Now I'm gone...




Help, please help me, it seems as though, I've come down, with some fatal disease, you know just how this happened, I'd go so far, as to say it's your fault. And strangely enough, you're also the cure, I know, it's hard to believe, even after much thought. So rush me to the doctor, explain the whole thing, please tell the truth, and don't refrain, from the ugly ending, when I kill over and die, thanks to you, because you were never by my side.
Just shut up, and drive, as fast as you can, you'll be late to my funeral, you stupid man. you should have asked for directions, but NO, that would be the death of you. So whatever, just do what you always do. You'll find your way eventually. Maybe you'll make it in time, to hear someone's sad story, about how I'm gone, and they'll miss me.... then you'll be convicted, you'll start to cry, wish you had treated me better, oh WHY? did I have to die? why did you have to kill me?

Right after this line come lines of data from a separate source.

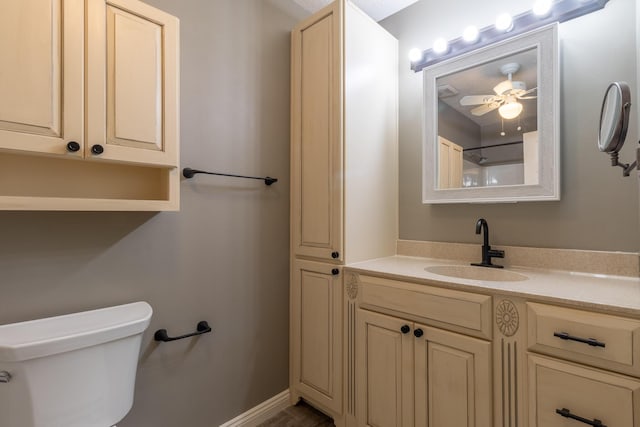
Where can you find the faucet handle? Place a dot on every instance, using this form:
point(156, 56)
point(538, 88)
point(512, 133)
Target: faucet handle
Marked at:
point(496, 253)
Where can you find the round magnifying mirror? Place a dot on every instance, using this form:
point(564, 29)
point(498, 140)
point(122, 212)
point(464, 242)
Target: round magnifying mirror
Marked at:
point(614, 117)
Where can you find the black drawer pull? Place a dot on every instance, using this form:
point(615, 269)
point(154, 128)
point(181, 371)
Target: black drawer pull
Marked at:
point(591, 341)
point(567, 414)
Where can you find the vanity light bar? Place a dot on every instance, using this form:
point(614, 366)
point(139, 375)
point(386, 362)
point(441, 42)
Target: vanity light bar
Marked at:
point(561, 10)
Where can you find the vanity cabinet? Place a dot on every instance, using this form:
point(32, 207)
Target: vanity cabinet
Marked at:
point(423, 355)
point(344, 176)
point(581, 378)
point(410, 374)
point(90, 92)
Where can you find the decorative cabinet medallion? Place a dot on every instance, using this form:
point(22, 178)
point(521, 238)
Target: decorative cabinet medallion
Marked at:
point(507, 318)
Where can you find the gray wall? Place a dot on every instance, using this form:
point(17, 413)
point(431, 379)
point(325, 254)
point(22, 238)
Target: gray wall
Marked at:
point(223, 258)
point(599, 208)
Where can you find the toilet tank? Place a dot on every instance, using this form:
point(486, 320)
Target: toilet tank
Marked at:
point(76, 370)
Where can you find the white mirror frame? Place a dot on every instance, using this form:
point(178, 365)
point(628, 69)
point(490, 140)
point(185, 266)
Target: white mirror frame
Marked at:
point(545, 39)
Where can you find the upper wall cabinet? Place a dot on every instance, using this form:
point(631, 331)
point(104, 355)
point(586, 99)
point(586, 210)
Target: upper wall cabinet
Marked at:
point(88, 80)
point(131, 80)
point(41, 85)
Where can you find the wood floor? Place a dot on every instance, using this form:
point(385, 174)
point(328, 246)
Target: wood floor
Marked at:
point(301, 415)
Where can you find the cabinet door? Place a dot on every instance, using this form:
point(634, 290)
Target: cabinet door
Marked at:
point(132, 86)
point(316, 333)
point(449, 164)
point(384, 371)
point(453, 380)
point(41, 83)
point(316, 137)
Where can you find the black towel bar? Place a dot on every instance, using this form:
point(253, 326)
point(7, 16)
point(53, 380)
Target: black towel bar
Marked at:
point(189, 173)
point(202, 328)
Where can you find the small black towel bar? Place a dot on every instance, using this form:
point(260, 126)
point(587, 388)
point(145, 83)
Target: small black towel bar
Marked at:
point(202, 328)
point(189, 173)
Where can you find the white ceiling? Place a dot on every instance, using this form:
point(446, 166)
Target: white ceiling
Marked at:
point(377, 9)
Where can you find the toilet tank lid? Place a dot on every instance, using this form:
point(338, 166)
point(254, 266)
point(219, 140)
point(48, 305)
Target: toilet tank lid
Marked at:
point(53, 335)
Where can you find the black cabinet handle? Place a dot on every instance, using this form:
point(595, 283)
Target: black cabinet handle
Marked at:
point(73, 146)
point(202, 328)
point(591, 341)
point(97, 149)
point(567, 414)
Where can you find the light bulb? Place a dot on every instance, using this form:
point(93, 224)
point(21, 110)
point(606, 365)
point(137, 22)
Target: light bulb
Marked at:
point(510, 110)
point(471, 34)
point(504, 22)
point(542, 7)
point(415, 55)
point(440, 46)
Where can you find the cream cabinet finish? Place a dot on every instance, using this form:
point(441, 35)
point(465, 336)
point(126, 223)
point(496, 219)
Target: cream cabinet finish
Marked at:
point(132, 82)
point(344, 180)
point(41, 93)
point(585, 383)
point(343, 137)
point(96, 73)
point(619, 336)
point(449, 164)
point(316, 304)
point(410, 374)
point(591, 394)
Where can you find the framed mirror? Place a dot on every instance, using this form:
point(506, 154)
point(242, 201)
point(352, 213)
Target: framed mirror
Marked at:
point(491, 128)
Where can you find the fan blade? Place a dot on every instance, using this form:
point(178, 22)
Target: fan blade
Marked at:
point(477, 99)
point(526, 92)
point(484, 109)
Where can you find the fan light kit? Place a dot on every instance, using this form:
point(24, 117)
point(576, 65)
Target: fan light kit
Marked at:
point(508, 94)
point(543, 12)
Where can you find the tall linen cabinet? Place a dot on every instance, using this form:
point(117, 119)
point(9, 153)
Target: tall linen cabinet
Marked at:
point(344, 187)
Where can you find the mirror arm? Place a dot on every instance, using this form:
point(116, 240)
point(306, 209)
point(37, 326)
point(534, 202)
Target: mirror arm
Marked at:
point(627, 168)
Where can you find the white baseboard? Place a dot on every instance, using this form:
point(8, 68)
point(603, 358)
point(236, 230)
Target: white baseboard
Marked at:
point(260, 413)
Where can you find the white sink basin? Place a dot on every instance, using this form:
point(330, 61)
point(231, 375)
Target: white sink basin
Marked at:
point(486, 274)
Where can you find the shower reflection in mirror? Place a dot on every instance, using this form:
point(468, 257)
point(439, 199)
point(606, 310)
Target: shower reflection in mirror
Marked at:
point(488, 122)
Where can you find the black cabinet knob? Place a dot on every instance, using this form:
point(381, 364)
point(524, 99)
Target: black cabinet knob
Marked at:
point(97, 149)
point(73, 146)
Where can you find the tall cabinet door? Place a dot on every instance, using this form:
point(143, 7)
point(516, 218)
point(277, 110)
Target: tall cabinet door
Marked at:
point(132, 88)
point(453, 380)
point(39, 77)
point(316, 136)
point(316, 335)
point(384, 371)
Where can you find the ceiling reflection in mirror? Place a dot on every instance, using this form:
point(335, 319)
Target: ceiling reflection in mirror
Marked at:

well it's too late, no one cares.
Now rise, get up from your chair- clear your throat, you wouldn't want them to know, that you had choked up, that would ruin your image, take away that smug look, that makes you look so tough... get up there, lie and tell them, that since I've been gone, things have been rough. say a few words, about my favorite color and my favorite food, tell them I was rarely ever rude. Things everyone already knows, who are you fooling? why are you putting on this pathetic show? don't pretend you know me, don't act like you studied me, like we were so close, I tried to be, but we never came close, to ever making it, we could never agree. You just seized the opportunity to take advantage of me.
and I let you, oh Gahhh, I let you... This was all my fault, I'm sorry for blaming you, I didn't give it much thought. But it doesn't matter after-all, because now, I'm gone.